While vision loss usually cannot be restored, vision rehabilitation techniques and products can make daily life much easier for people with low vision. From improved lighting in stairways and closets to talking clocks and computers to large-print labels on appliances, there are numerous products and services that can help people with low vision maintain their confidence and independence, and improve their overall quality of life.

Every day, physicians and researchers make progress in the search for better treatments -- and ultimately a cure -- for vision loss. In this new century, emerging technologies will improve upon existing visual devices and techniques, and new medications will ensure more effective treatment of eye diseases and disorders. By investing in research and technology and committing to regular comprehensive eye examinations, we can ensure a brighter, healthier future for ourselves and our children.

To remind Americans of the importance of safeguarding their eyesight, the Congress, by joint resolution approved December 30, 1963 (77 Stat. 629; 36 U.S.C. 138), has authorized and requested the President to proclaim the first week in March of each year as "Save Your Vision Week."
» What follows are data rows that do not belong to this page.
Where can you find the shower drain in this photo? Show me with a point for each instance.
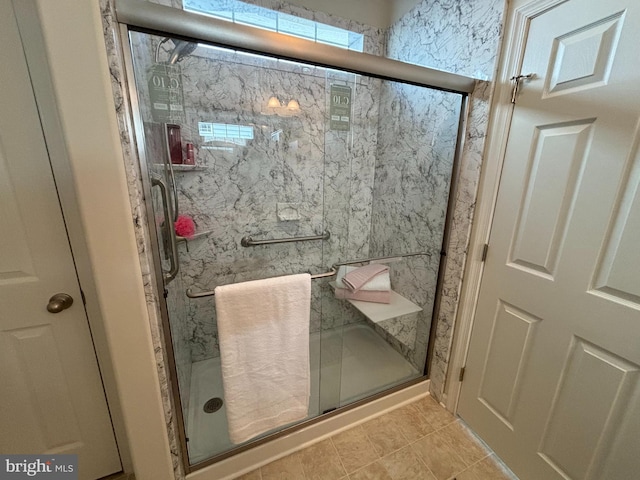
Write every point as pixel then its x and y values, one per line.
pixel 213 405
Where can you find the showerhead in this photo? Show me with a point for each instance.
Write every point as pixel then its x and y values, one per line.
pixel 182 49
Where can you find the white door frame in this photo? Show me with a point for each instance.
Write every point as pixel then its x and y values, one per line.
pixel 34 47
pixel 518 17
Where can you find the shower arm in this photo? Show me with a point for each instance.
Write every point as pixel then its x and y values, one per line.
pixel 332 272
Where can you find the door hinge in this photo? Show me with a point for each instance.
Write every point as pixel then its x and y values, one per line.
pixel 516 79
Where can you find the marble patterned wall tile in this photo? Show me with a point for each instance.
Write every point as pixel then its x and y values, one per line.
pixel 461 37
pixel 416 146
pixel 139 219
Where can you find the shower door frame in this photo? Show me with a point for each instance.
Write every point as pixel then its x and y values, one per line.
pixel 155 19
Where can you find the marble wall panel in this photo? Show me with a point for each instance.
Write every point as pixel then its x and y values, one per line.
pixel 139 219
pixel 416 145
pixel 460 37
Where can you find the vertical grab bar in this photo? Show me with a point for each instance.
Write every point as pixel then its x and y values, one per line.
pixel 168 231
pixel 169 165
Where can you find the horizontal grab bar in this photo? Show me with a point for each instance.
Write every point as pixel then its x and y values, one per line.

NOW, THEREFORE, I, WILLIAM J. CLINTON, President of the United States of America, do hereby proclaim March 5 through March 11, 2000, as Save Your Vision Week. I urge all Americans to participate by making eye care and eye safety an important part of their lives and to ensure that dilated eye examinations are included in their regular health maintenance programs. I invite eye care professionals, the media, and all public and private organizations dedicated to preserving eyesight to join in activities that will raise awareness of the measures we can take to protect and sustain our vision.

IN WITNESS WHEREOF, I have hereunto set my hand this sixth day of March, in the year of our Lord two thousand, and of the Independence of the United States of America the two hundred and twenty-fourth.